Rock and a Hard Place

"History, despite its wrenching pain, cannot be unlived, but if faced with courage, need not be lived again."  – Maya Angelou

I am going to have find a way.

I simply must

I am 1/3 of my way through my presentation prep for AAC.  Not surprisingly, I was able to get to the point of my pregnancy just before the agency getting involved, my parents finding out and my being sent away to Chicago.

I am stuck.

I am likely stuck for at least two reasons.

The most obvious is that it hurts like hell to go there in my mind. Hurts even more so put that to paper. I think I would rather have tooth picks stuck under my finger nails.

I know I will do it. I simply must. But oh, the getting there just ain't easy.

The second reason is that part of me really really really really wanted to share this story with my daughter before I shared it with the world. I wanted to her to care. I wanted her to inquire. I wanted her to know.

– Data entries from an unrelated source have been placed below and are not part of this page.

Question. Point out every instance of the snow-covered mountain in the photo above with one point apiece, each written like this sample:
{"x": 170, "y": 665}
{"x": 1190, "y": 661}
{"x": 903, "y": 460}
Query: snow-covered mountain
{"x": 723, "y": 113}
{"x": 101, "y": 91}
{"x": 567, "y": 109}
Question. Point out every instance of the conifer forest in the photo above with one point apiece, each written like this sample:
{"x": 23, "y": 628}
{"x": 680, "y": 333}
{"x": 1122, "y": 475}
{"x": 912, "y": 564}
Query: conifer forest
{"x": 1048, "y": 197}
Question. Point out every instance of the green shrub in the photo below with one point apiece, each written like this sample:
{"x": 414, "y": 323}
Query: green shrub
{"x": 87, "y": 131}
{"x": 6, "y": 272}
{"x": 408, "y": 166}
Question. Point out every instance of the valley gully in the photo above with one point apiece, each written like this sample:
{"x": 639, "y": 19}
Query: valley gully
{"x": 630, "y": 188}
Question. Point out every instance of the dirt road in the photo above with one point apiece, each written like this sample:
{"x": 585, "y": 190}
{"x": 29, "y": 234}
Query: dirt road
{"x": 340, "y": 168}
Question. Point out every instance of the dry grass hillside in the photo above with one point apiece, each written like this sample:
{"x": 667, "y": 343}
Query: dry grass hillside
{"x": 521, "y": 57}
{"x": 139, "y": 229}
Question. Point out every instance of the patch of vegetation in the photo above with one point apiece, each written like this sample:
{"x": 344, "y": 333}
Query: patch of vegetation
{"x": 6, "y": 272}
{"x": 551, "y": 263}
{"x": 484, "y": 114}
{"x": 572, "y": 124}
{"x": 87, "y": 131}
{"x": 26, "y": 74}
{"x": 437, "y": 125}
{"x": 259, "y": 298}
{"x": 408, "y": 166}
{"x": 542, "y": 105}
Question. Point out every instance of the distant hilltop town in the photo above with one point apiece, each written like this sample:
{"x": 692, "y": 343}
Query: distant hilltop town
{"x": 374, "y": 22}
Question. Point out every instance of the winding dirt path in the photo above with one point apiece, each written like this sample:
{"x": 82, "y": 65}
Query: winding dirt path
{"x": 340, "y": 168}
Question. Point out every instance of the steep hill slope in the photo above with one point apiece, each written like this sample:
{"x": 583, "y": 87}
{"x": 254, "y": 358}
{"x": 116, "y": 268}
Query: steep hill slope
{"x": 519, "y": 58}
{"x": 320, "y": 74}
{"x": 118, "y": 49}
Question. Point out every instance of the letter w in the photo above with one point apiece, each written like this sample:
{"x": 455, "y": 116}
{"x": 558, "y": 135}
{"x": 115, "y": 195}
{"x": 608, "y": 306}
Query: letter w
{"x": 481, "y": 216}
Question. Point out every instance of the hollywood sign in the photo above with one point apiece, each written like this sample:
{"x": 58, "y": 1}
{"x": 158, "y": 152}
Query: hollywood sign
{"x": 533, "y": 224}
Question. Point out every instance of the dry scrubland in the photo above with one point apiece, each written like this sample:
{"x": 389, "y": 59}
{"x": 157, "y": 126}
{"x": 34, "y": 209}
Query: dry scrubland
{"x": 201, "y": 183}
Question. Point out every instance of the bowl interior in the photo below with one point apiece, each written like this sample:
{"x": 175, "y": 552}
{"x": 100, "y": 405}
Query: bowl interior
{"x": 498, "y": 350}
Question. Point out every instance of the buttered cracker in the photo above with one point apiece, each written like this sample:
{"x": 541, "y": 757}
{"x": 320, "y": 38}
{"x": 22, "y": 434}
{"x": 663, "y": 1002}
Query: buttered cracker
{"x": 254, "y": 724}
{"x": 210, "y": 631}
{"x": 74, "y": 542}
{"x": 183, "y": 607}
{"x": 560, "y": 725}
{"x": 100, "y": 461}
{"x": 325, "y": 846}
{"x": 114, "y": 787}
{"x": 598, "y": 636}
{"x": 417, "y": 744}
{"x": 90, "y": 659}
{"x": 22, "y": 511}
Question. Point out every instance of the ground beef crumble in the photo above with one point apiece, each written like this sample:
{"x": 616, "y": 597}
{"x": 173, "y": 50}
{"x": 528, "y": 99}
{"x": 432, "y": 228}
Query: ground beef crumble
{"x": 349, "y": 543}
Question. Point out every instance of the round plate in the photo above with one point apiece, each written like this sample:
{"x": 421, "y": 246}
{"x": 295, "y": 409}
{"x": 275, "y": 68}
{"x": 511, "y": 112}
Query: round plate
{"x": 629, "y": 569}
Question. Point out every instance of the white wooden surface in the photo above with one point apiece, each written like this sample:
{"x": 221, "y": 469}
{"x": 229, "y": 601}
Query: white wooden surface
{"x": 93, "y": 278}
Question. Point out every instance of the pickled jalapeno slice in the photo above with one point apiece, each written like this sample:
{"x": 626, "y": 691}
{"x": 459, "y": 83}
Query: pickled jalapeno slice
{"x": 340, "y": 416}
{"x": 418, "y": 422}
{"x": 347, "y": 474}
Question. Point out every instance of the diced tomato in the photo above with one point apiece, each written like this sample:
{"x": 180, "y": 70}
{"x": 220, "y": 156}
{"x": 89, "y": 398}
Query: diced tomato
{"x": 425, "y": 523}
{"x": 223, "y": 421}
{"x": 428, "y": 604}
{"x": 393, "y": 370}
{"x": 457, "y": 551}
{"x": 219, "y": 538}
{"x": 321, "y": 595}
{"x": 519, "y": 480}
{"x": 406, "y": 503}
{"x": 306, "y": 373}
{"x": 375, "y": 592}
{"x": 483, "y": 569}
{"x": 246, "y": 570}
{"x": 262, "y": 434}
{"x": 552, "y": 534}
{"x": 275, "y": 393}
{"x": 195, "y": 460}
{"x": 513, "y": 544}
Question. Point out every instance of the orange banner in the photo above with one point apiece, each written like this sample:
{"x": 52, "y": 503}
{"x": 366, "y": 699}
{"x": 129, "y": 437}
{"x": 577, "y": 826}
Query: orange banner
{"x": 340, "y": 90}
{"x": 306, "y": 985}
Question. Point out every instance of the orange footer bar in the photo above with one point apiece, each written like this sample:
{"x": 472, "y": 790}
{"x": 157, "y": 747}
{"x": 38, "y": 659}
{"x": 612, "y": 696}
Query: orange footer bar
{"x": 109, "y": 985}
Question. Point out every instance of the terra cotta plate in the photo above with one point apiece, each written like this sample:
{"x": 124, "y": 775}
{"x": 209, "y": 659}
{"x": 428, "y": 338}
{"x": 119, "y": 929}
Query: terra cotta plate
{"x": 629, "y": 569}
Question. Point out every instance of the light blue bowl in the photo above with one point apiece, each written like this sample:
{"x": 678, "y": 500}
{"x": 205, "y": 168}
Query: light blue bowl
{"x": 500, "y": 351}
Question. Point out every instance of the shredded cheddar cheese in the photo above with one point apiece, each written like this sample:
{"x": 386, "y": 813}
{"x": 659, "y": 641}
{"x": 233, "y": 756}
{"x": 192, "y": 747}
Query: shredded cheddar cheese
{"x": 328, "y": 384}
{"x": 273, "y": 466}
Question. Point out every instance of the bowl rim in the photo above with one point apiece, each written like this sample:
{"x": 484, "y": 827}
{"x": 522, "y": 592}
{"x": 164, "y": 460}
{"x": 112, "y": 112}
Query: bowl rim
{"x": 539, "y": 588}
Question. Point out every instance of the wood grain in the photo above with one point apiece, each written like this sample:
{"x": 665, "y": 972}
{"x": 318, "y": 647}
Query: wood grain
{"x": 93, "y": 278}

It saddens me that strangers care more about what happened to me and my daughter than she does.

Yes, one can argue that she might indeed, that it might be subconscious to her, and that might be true. But I cannot live in "might" and "could be" or "should be". I must live in NOW.

And NOW, today, tomorrow, I need to honor my commitment to Margie, to AAC, to those vulnerable mothers that may be future victims of adoption agencies, baby brokers and prospective adopters. I need to tell this story. I need to do my part to stop the insanity.

And yet I cannot stop wishing, wanting, hoping for my daughters approval somehow.

I am not telling her story in the sense that it is post reunion or her reactions. It is entirely mine up to surrender. It is the story of my life. My trauma. My choices. BUT, those choices in my life are entwined with hers. How to separate the threads?

I just really wish she could know the story before I tell others, even in an abridged format.

: (

4 Thoughts.

  1. Suz, I don’t want you to go to a place that is this challenging – I think you can convey the pain without putting yourself through it again.
    I’m worried about you … Let’s talk this week for sure.

  2. She might not ever “really” care, even if she does somehow “care” subsciously.
    However, you can still prevent more pain from coming. You still have a voice.
    You can do this.

  3. Mei Ling – Thanks for the support. It is appreciated. Particularly from a voice as strong and clear as yours.